それぞれの期間について、想定利回りごとの資産額を見ていきましょう。
10年の場合
まずは500万円を一括投資し、10年間運用した場合の最終資産額を見ていきましょう。
条件は以下のとおりです。
- 初期投資額:500万円
- 年利:2%、4%、6%
- 配当等の扱い:再投資
以下が10年間運用した場合の最終資産額になります。
| 想定利回り | 10年後の最終資産額 |
|---|---|
| 年利2% | 609万4,972円 |
| 年利4% | 740万1,221円 |
| 年利6% | 895万4,238円 |
同じ500万円でも、年利が2%と6%では約286万円の差が生じています。再投資を前提とすることで、運用益がさらに利益を生む構造となり、年数の経過とともに差が広がっていることがわかります。
20年の場合
次に同じ条件で、20年間運用した場合の最終資産額を見ていきます。
| 想定利回り | 20年後の最終資産額 |
|---|---|
| 年利2% | 742万9,737円 |
| 年利4% | 1,095万5,616円 |
| 年利6% | 1,603万5,677円 |
年利4%で運用した場合は約1,095万円となり、元本500万円が20年でほぼ2倍となる水準です。さらに年利6%では約1,603万円となり、元本のおよそ3倍となっています。

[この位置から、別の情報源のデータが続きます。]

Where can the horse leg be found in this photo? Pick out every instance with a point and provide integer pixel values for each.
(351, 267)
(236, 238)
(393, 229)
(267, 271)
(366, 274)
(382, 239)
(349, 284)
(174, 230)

再投資を前提に20年間運用すると、複利の効果がより強く働きます。10年運用と比べても資産額の差は大きく広がり、運用期間の違いが最終的な資産総額に大きく影響を与えることが確認できます。
※ここで示している利回りはあくまで仮定の数値であり、実際の運用では年ごとにリターンは変動します。常に同じ利回りで推移するわけではない点にご注意ください。
株式で一括投資をするメリット
一括投資には、主に次のようなメリットがあります。
- 時間と手間がかからない
- 複利効果を得られやすい
- 上昇局面では大きなリターンが期待できる
いずれも資産形成を考えるうえで重要なポイントです。それぞれの内容について、順に詳しく見ていきましょう。
時間と手間がかからない
一括投資は購入回数が少なく、管理が比較的シンプルになる点がメリットです。積立投資のように毎月の判断を行う必要がなく、最初に銘柄と方針を決めれば、あとは長期保有で運用できます。一括投資後は年に1〜2回程度の運用状況の確認でも管理が可能なため、忙しい人でも取り組みやすい手法といえるでしょう。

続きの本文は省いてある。